28 de Agosto de 2011 são 19h36min.

Eu tive um cão quando era pequeno, quando crianças nós sempre pensamos que nossos cachorros serão tão inteligentes quanto os que vemos nos cinemas, aqueles animais que trazem o jornal, os chinelos, enterram ossos, e no caso de alguns filmes até sabem usar o telefone ou tocam piano. Bom quanto aos dois últimos itens eu não tinha muita esperança mesmo, mas nós não tínhamos assinatura de nenhum jornal, e se o meu cachorro pegasse algum chinelo, ninguém o usaria novamente. Porem os nossos ainda dão a pata, rolam, fingem-se de mortos, e se truques inocentes como esses nos surpreendem, o que dizer das habilidades demonstradas por um cão guia? Estes animais auxiliam a mobilidade de deficientes visuais, desviando de obstáculos, encontrando banheiros, elevadores, entradas e saídas, e quando animal e dono estão em boa sintonia, sua comunicação parece telepática, e sua paciência e determinação permitem que ele e seu dono se movam com uma destreza verdadeiramente cinematográfica.

Eu acordei tarde este domingo, o que era obvio que aconteceria tirando pela hora em que fui dormir. Depois do café das onze da manha Allan me ligou, disse que queria dar uma volta com o Lex, e queria que eu fosse junto. É claro que eu aceitei o convite animado, Lex é o Golden Retriever de Allan, seu cão guia.

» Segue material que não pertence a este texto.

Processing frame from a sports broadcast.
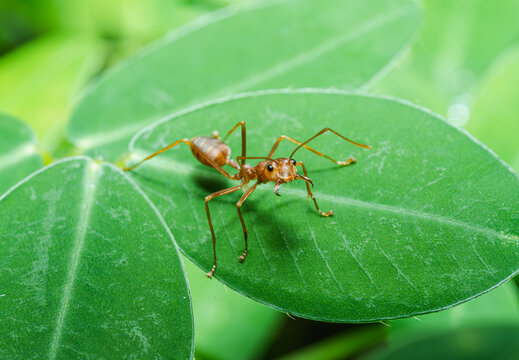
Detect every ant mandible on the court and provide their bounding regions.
[123,121,371,278]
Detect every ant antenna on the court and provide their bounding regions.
[290,128,371,159]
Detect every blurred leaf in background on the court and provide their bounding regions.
[184,259,284,360]
[466,45,519,171]
[376,0,519,125]
[0,0,238,152]
[0,114,43,195]
[0,34,103,151]
[363,282,519,360]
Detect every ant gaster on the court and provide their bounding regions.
[123,121,371,278]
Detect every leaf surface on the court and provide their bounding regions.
[0,158,193,359]
[68,0,420,160]
[0,114,43,195]
[127,90,519,322]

Pouco depois de receber a ligação de Allan eu fui a sua casa, confesso que eu também estava ansioso para acompanha-lo em seu passeio com Lex, Allan ganhou o animal do irmão do patrão de seu pai. O Sr. Marcos um empresário do ramo da construção civil assim como seu irmão, e amante de competições de adestramento de cães, dono de quatro cachorros de raças distintas dentre as quais esta Max, um Border Collie vencedor de três concursos de adestramento de cães de pastoreio, foi a pessoa que presenteou Allan com Lex.

Pelo que Allan me disse o Sr. Marcos morou por quase dois anos em Michigan nos EUA. “O Estado dos Grandes Lagos” como ele costumava falar pelo que Allan e seu pai diziam. Parece que durante o tempo em que viveu lá, ele adotou um novo interesse por outro tipo de adestramento, o de cães guia para cegos, quando voltou ao Brasil decidiu abrir uma ONG que realizaria este tipo de adestramento. Hoje o treinamento não é totalmente realizado no Brasil, mas ao conhecer o filho de um dos empregados mais irreverentes de seu irmão, o Sr. Marcos fez questão de garantir que Allan receberia seus olhos de quatro patas.

– Olá dona Carolina! – Eu cumprimentei a mãe de Allan quando ela abriu a porta depois de ouvir a campainha.

– Oi Wagner, entre o Allan esta se aprontando! – Ela me disse permitindo minha passagem. Eu esperei por um ou dois minutos sentado no sofá da sala.

– Já estamos prontos, o que acha? – Perguntou Allan surgindo na sala de sua casa com Lex usando uma guia de couro marrom.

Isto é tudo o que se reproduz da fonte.